A few things to note about the data and the limits of this analysis:

  • Saturday behaves like a weekday in terms of engagement, nearly matching Thursday and Friday. The weekend penalty is driven almost entirely by Sunday. That may reflect a specific posting pattern — content published midweek that draws Saturday readers who are still in “professional” mode.
  • The 12:00 AM hour bucket in the hourly breakdown contains a suspicious spike (584 sessions vs. the next highest at 172). This likely reflects timezone normalization in the data view assigning unclassified timestamps to midnight. It’s worth investigating before using hourly data in any model.
  • adobe_timespent is noisy at the daily level — many days show near-zero totals, suggesting the time-spent implementation only fires on page exits and may miss a large share of sessions. Events per session is the more reliable engagement signal here.

With a longer data window — 90+ days — the weekday/weekend split would likely harden into a clean, significant result.
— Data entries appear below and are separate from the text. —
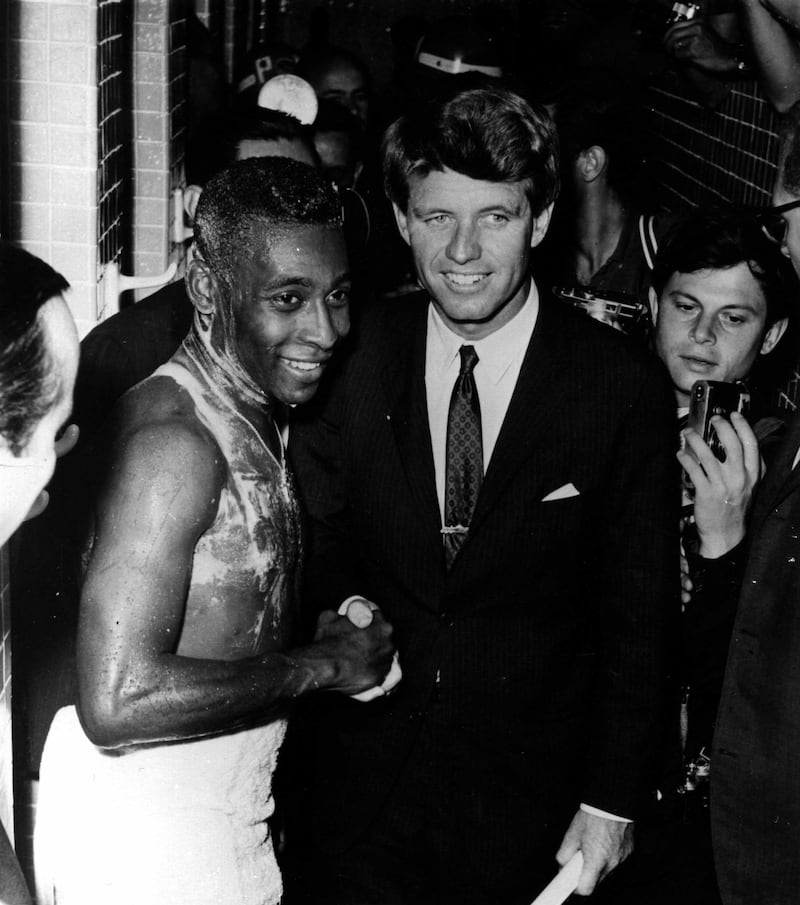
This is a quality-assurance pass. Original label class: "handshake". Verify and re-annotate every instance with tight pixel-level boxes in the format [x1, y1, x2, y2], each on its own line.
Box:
[338, 598, 403, 701]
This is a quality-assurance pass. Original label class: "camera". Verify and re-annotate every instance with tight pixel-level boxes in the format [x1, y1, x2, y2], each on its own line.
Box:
[666, 2, 701, 26]
[688, 380, 750, 462]
[552, 286, 651, 340]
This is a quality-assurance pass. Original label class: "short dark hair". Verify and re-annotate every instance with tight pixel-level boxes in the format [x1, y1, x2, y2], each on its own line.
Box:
[194, 156, 342, 295]
[554, 72, 650, 203]
[187, 109, 318, 186]
[779, 101, 800, 197]
[382, 84, 559, 216]
[298, 45, 372, 96]
[652, 208, 794, 327]
[0, 242, 70, 454]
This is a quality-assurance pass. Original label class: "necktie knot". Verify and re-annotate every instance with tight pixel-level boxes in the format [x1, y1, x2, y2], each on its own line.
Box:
[459, 345, 479, 377]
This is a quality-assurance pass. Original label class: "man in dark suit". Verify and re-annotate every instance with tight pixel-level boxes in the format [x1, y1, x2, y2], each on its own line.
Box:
[289, 83, 679, 905]
[704, 101, 800, 905]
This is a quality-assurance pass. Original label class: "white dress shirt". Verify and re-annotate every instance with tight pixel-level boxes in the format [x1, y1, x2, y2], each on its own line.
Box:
[425, 282, 539, 522]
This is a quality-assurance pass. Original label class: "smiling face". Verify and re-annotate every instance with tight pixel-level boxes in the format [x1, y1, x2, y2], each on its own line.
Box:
[231, 224, 351, 406]
[393, 168, 552, 340]
[653, 263, 786, 408]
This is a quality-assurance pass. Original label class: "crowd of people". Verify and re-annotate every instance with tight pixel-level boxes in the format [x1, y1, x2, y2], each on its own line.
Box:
[4, 3, 800, 905]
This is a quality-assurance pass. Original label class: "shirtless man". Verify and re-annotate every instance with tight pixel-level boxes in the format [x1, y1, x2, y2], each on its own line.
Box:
[34, 156, 395, 905]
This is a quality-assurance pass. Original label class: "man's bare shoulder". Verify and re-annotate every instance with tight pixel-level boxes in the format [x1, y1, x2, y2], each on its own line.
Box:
[100, 373, 227, 521]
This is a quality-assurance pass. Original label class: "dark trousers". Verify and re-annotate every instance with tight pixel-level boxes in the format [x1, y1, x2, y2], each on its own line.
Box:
[285, 719, 564, 905]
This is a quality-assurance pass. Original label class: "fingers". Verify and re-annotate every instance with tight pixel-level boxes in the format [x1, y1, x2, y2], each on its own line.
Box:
[316, 609, 338, 630]
[555, 813, 582, 867]
[54, 423, 80, 458]
[728, 412, 761, 481]
[680, 417, 757, 490]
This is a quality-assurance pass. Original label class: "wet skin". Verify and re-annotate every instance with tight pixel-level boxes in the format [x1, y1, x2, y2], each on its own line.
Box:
[77, 224, 392, 749]
[231, 225, 351, 406]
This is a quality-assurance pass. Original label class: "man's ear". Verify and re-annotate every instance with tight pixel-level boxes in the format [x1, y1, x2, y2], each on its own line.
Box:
[392, 202, 411, 246]
[577, 146, 608, 184]
[530, 202, 555, 249]
[185, 255, 217, 326]
[184, 185, 204, 223]
[760, 316, 789, 355]
[649, 285, 659, 324]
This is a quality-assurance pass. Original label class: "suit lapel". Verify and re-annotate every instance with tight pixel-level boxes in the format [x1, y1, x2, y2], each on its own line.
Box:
[751, 412, 800, 530]
[380, 298, 443, 538]
[469, 295, 571, 535]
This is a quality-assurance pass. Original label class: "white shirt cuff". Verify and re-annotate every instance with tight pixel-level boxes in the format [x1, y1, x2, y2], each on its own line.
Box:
[580, 803, 632, 823]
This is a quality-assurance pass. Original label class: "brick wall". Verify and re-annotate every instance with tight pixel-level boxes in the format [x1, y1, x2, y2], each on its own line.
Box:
[646, 72, 781, 212]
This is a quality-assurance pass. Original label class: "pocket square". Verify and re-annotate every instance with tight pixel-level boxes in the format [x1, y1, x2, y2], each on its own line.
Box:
[541, 483, 580, 502]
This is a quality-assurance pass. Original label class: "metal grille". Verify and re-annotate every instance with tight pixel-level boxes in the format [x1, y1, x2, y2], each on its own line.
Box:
[169, 1, 187, 193]
[97, 0, 130, 268]
[645, 74, 781, 213]
[645, 73, 800, 410]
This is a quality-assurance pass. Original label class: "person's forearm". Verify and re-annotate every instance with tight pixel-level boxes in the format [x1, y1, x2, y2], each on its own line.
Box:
[762, 0, 800, 33]
[77, 627, 385, 749]
[78, 648, 331, 748]
[738, 0, 800, 111]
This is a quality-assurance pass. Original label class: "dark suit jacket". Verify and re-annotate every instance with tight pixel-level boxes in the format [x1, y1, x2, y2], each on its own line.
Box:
[75, 280, 192, 441]
[712, 411, 800, 905]
[290, 290, 679, 886]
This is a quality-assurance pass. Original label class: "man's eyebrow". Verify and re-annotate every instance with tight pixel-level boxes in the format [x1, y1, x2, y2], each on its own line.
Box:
[260, 271, 353, 292]
[411, 201, 524, 217]
[670, 290, 760, 312]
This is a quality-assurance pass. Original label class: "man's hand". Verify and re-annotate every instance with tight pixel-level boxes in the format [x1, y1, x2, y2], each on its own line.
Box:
[309, 603, 396, 696]
[678, 412, 760, 558]
[680, 540, 693, 608]
[664, 18, 741, 73]
[555, 810, 633, 896]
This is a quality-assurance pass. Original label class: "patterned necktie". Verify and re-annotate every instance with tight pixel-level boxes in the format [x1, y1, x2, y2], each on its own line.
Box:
[443, 345, 483, 568]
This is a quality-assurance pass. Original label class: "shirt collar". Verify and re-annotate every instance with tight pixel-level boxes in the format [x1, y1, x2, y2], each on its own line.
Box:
[427, 282, 539, 384]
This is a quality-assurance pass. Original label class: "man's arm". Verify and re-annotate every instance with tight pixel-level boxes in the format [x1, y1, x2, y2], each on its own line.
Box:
[77, 419, 394, 749]
[558, 362, 680, 893]
[737, 0, 800, 112]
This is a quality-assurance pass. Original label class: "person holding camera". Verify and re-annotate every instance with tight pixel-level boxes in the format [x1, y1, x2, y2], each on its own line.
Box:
[649, 206, 793, 902]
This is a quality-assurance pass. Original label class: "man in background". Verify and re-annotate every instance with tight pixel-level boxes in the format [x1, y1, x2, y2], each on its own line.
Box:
[0, 242, 79, 905]
[704, 100, 800, 905]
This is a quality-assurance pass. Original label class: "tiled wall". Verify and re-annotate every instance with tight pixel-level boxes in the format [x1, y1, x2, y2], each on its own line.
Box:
[0, 547, 12, 844]
[131, 0, 187, 283]
[4, 0, 99, 333]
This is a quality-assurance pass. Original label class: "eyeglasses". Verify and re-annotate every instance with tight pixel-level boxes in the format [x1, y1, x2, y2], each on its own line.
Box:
[752, 197, 800, 246]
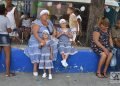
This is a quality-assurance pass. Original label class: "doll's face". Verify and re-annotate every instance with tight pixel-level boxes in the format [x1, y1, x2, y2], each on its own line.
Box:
[42, 32, 49, 39]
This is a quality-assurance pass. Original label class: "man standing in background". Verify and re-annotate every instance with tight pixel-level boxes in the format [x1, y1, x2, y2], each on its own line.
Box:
[6, 0, 20, 35]
[6, 0, 20, 43]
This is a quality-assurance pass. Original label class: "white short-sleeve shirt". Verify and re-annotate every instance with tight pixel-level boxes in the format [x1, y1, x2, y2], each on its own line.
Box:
[0, 15, 11, 34]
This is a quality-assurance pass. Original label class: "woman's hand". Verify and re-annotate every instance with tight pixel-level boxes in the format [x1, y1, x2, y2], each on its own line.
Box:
[62, 31, 65, 34]
[64, 32, 68, 35]
[7, 28, 12, 33]
[59, 32, 64, 36]
[116, 41, 120, 47]
[40, 39, 46, 47]
[65, 31, 70, 35]
[65, 32, 73, 38]
[114, 39, 120, 47]
[93, 31, 109, 55]
[103, 48, 109, 56]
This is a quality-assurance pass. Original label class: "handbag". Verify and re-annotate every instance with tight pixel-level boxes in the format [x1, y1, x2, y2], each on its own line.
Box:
[110, 48, 117, 67]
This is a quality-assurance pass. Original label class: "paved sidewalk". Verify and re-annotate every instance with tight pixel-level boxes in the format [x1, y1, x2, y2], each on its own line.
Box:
[0, 73, 119, 86]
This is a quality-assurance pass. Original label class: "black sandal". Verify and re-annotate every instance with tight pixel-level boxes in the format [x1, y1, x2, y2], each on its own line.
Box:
[102, 73, 108, 78]
[96, 73, 104, 78]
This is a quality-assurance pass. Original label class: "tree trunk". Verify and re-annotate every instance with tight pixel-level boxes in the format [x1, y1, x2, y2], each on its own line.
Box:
[86, 0, 105, 46]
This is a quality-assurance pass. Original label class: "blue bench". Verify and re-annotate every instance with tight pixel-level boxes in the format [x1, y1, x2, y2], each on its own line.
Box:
[0, 48, 99, 73]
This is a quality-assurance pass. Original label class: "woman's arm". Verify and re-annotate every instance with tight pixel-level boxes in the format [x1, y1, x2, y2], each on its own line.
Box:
[32, 24, 42, 43]
[52, 26, 57, 37]
[77, 19, 82, 36]
[111, 29, 120, 47]
[6, 18, 12, 33]
[93, 32, 106, 50]
[14, 8, 20, 28]
[50, 46, 53, 60]
[65, 32, 73, 38]
[77, 19, 81, 29]
[111, 28, 117, 39]
[72, 15, 79, 32]
[109, 33, 113, 47]
[56, 31, 63, 38]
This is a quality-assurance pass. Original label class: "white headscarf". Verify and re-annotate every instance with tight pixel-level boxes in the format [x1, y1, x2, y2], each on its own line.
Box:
[42, 30, 49, 35]
[40, 9, 49, 17]
[59, 19, 67, 24]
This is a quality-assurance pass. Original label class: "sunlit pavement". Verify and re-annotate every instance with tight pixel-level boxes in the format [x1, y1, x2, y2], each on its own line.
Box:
[0, 73, 119, 86]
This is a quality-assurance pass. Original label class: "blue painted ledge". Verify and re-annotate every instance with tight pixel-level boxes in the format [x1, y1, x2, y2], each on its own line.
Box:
[0, 48, 100, 73]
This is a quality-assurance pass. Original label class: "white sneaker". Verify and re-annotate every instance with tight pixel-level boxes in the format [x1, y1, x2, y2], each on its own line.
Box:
[33, 72, 38, 77]
[42, 73, 47, 78]
[48, 74, 52, 80]
[61, 60, 68, 67]
[61, 60, 65, 66]
[64, 62, 68, 67]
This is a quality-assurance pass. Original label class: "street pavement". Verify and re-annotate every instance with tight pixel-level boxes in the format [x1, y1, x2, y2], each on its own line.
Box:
[0, 73, 119, 86]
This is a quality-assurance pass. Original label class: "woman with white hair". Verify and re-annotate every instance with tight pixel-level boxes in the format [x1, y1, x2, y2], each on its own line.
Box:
[24, 9, 54, 77]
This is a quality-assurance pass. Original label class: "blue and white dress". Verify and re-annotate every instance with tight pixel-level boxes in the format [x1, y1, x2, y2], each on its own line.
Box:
[50, 36, 58, 61]
[39, 40, 54, 69]
[57, 28, 78, 55]
[24, 19, 54, 63]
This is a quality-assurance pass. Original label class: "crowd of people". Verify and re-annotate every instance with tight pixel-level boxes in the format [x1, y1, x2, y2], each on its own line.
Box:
[0, 0, 120, 80]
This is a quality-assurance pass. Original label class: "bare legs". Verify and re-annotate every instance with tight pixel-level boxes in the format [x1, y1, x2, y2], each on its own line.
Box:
[3, 46, 11, 76]
[61, 53, 69, 67]
[42, 69, 51, 74]
[33, 63, 38, 72]
[43, 69, 46, 74]
[33, 63, 38, 76]
[61, 53, 65, 60]
[97, 52, 107, 78]
[97, 52, 113, 78]
[48, 69, 51, 75]
[103, 53, 112, 77]
[61, 53, 69, 61]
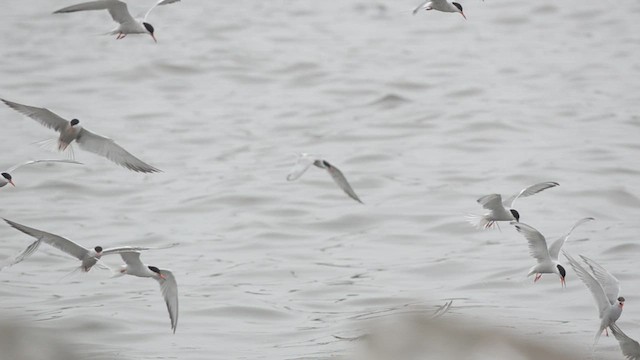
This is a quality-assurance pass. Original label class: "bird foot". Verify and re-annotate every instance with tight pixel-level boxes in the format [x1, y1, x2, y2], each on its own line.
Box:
[534, 274, 542, 283]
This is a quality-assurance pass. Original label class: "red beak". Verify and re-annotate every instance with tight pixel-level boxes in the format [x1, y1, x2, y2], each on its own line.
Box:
[561, 277, 566, 288]
[461, 12, 467, 20]
[9, 180, 15, 187]
[151, 34, 157, 43]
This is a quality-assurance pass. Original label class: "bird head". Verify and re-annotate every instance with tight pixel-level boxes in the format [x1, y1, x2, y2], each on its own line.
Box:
[557, 264, 566, 288]
[142, 22, 157, 43]
[618, 296, 625, 308]
[148, 265, 166, 279]
[1, 172, 14, 187]
[94, 246, 103, 253]
[452, 2, 466, 19]
[509, 209, 520, 222]
[70, 119, 80, 126]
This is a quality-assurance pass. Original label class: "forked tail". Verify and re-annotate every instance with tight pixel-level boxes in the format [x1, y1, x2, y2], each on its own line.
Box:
[466, 213, 495, 230]
[33, 138, 75, 160]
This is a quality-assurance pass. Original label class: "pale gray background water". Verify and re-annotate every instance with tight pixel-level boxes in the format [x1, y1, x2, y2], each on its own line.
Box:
[0, 0, 639, 359]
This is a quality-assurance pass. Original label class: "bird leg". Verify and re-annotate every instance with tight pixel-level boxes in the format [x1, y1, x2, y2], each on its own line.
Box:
[534, 273, 542, 282]
[605, 328, 609, 337]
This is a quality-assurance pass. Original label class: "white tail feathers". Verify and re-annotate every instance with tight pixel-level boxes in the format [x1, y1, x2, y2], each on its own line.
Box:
[110, 267, 126, 278]
[466, 214, 495, 230]
[33, 138, 76, 160]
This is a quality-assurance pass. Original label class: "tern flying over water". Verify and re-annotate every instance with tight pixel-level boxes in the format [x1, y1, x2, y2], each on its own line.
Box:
[412, 0, 466, 19]
[610, 323, 640, 360]
[287, 153, 363, 204]
[113, 251, 178, 333]
[53, 0, 181, 42]
[1, 159, 81, 188]
[468, 182, 559, 229]
[1, 98, 160, 173]
[3, 219, 166, 272]
[512, 218, 594, 287]
[564, 252, 625, 345]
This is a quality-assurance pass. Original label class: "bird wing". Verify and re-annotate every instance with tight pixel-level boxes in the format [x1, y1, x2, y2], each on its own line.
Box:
[75, 128, 160, 173]
[101, 246, 155, 256]
[1, 98, 70, 133]
[3, 219, 89, 261]
[412, 0, 431, 14]
[513, 223, 551, 264]
[4, 159, 82, 173]
[476, 194, 504, 212]
[580, 255, 620, 306]
[53, 0, 135, 25]
[119, 251, 144, 267]
[503, 182, 560, 208]
[610, 323, 640, 360]
[563, 251, 610, 317]
[322, 161, 363, 204]
[143, 0, 180, 20]
[548, 217, 594, 261]
[156, 269, 179, 333]
[286, 153, 319, 181]
[0, 239, 43, 271]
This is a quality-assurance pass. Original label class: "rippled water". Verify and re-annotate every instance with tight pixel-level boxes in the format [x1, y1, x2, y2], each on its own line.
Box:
[0, 0, 639, 359]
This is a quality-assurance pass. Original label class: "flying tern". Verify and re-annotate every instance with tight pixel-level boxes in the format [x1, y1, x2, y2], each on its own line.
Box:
[53, 0, 181, 42]
[287, 153, 363, 204]
[512, 218, 594, 287]
[1, 159, 81, 188]
[1, 98, 160, 173]
[412, 0, 466, 19]
[610, 323, 640, 360]
[564, 252, 625, 345]
[468, 182, 559, 229]
[3, 219, 168, 272]
[112, 251, 178, 333]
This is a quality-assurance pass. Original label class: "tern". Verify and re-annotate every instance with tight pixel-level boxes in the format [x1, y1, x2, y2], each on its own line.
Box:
[1, 98, 160, 173]
[468, 182, 559, 229]
[287, 153, 363, 204]
[113, 251, 178, 333]
[3, 219, 167, 272]
[53, 0, 181, 43]
[1, 159, 81, 188]
[412, 0, 466, 19]
[610, 323, 640, 360]
[512, 218, 594, 287]
[563, 252, 625, 345]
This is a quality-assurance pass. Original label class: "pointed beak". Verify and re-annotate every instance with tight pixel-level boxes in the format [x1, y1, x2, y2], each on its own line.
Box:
[461, 12, 466, 20]
[151, 33, 157, 43]
[561, 277, 566, 288]
[9, 180, 15, 187]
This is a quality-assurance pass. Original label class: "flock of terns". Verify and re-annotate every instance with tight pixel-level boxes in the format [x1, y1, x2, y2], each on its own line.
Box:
[0, 0, 637, 358]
The direction is consistent enough to act on for scheduling content or optimizing campaigns by day type.


Disclaimer: This post was developed using Claude AI with live data from the Jimalytics Website CJA data view. Regression results are based on approximately 30 days of observations and should be interpreted as exploratory rather than confirmatory. Always validate findings against a longer baseline before using them to drive decisions.